DES MOINES — The number of public school districts has shrunk to 348 in Iowa and will continue to get even smaller.
A dozen K-12 school districts have approved plans to merge into six new districts over the next two school years and voters in another eight districts soon will decide whether to approve four additional mergers in fiscal 2015.
“I think this is another little bubble of consolidation that’s moving through,” said Jeff Berger, deputy director of the state Department of Education.
However, school officials are concerned the bubble will balloon into something bigger with state sharing incentives and funding help for schools set to expire in fiscal 2014, and new reforms pushed by Gov. Terry Branstad starting to build pressure on districts to implement teacher leadership initiatives and meet statewide core requirements for classes that are designed to boost student achievement and return Iowa schools to world-class status.
“I think that eliminating the incentive may accelerate this in some places that were already marginal,” said state education director Jason Glass. “In some cases, we have school districts that have hung on, and this state incentive has been a lifeline to them where they really probably should have considered consolidation earlier so they could provide quality services to their kids.”
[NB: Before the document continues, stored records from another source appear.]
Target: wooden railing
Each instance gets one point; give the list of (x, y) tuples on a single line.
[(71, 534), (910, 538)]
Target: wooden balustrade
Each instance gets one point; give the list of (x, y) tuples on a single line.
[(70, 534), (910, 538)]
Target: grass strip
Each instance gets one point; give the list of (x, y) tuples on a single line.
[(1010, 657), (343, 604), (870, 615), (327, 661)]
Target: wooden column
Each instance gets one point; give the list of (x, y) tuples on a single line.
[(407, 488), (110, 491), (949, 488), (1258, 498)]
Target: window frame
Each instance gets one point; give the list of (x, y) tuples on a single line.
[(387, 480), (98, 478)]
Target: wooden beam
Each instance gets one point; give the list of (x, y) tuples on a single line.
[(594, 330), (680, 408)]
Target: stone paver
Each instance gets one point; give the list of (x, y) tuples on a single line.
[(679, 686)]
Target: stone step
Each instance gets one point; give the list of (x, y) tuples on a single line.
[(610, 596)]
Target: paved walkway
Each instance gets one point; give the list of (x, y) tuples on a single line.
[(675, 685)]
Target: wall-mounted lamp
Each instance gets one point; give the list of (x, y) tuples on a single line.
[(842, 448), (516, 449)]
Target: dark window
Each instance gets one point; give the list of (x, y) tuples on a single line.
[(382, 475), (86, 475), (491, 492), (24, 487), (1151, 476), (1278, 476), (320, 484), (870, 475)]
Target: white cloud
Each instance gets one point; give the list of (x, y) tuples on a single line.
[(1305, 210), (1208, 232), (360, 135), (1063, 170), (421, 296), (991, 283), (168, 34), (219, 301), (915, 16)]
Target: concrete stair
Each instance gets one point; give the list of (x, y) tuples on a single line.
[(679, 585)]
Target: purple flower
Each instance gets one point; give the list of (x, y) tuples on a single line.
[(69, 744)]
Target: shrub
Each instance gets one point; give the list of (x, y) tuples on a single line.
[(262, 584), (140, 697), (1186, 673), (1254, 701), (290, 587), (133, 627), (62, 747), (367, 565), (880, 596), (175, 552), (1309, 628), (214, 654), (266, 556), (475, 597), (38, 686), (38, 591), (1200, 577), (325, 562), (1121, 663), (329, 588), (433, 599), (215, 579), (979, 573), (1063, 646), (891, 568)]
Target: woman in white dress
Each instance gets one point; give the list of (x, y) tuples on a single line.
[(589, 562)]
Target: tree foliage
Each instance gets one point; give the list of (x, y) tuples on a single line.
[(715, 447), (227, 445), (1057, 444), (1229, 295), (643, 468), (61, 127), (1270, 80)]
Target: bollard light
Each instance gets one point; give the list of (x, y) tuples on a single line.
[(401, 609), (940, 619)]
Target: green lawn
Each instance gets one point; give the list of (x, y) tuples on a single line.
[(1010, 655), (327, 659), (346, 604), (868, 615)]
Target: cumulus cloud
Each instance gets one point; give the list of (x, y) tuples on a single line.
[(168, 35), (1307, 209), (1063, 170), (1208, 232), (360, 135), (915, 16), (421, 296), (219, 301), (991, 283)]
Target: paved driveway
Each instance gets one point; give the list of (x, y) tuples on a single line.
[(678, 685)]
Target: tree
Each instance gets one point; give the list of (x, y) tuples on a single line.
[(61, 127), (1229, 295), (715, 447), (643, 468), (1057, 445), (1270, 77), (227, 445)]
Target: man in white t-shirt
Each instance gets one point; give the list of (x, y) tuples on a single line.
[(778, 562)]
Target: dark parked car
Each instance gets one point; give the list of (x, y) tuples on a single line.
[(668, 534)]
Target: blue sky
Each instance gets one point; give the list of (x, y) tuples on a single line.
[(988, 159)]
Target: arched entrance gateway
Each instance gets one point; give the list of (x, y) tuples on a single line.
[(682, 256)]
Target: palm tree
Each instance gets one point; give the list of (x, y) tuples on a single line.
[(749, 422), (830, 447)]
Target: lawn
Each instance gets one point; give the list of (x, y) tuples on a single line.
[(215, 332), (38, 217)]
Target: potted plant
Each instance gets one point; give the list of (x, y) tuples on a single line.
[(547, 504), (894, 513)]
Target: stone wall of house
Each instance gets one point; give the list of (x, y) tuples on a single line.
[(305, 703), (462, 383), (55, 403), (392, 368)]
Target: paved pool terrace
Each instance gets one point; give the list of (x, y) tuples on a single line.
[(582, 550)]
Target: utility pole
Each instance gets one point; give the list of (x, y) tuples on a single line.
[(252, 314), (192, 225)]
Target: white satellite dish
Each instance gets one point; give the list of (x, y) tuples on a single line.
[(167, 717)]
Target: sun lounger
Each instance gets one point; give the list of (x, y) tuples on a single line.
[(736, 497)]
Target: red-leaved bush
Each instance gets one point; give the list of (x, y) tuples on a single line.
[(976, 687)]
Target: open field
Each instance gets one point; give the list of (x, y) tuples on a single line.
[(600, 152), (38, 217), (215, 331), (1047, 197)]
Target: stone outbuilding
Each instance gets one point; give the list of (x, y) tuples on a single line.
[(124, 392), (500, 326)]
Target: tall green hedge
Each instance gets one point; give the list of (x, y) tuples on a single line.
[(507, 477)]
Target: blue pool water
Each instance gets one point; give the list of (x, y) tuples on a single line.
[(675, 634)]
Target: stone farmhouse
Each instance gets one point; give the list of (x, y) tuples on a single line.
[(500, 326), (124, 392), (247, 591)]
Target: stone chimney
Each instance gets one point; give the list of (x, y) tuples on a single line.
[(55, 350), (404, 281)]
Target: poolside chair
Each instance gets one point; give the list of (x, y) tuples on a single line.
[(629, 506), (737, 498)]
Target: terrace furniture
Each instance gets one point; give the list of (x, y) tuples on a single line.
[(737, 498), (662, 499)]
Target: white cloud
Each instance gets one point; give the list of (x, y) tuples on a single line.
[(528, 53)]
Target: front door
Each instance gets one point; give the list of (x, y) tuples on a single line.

At the same time, Glass stressed that the reforms being contemplated are not designed or intended to put undo pressure on smaller districts and efforts have been made to build in flexibility to aid districts at all levels in voluntarily configuring a teacher leadership structure that works for them.
“As we ratchet up the quality, which we need to do, it will put a greater demand on all of our schools,” he said.
Tom Downs, executive director of the Iowa Association of School Boards, said there is considerable concern among smaller districts that they aren’t seeing growth and may not have the wherewithal to reassign up to 10 percent of their teachers to serve in leadership roles and still have the finances to address the new structure the proposed career ladder creates.
“We share those concerns,” Downs said.
“Is forced consolidation going to be the byproduct of this reform movement? I think there’s no doubt that is a question on the part of some small districts,” he said.
Some of districts’ planning decisions will depend on where lawmakers land on a supplemental state aid or “allowable growth” increase for fiscal 2014. Budget targets issued last week had Republicans at 2 percent, or a $74 million increase, and Democrats at 4 percent, which equated to a $148.6 million increase.
Historically, Iowa saw 4,652 school districts in 1950-1951 school year shrink to 1,575 one decade later. That number winnowed to 485 by July 1965, with another 137 school district reorganizations taking place since then to arrive at the current 348 district count.
According to October 2012 school enrollment data, Iowa’s overall student count in elementary and secondary schools increased by 2,741 — with 173 districts reporting enrollment gains totaling 6,028 pupils, 171 districts reporting enrollment declines totaling 3,287 pupils and four districts with no change in enrollments.
Rep. Josh Byrnes, R-Osage, said he is offering legislation to renew those incentives for districts looking at different delivery models that address declining enrollments, transportation issues and other challenges. He also wants to see the state invest more in broadband infrastructure that connects more school buildings on satellite campuses in outlying communities.
Other options might be for school districts to enlist the help of retired teachers as mentors to help smaller districts build career ladders for beginning and veteran instructors, and school officials may look at what other states have done to designate necessarily small school districts where consolidation is not a good option, he said.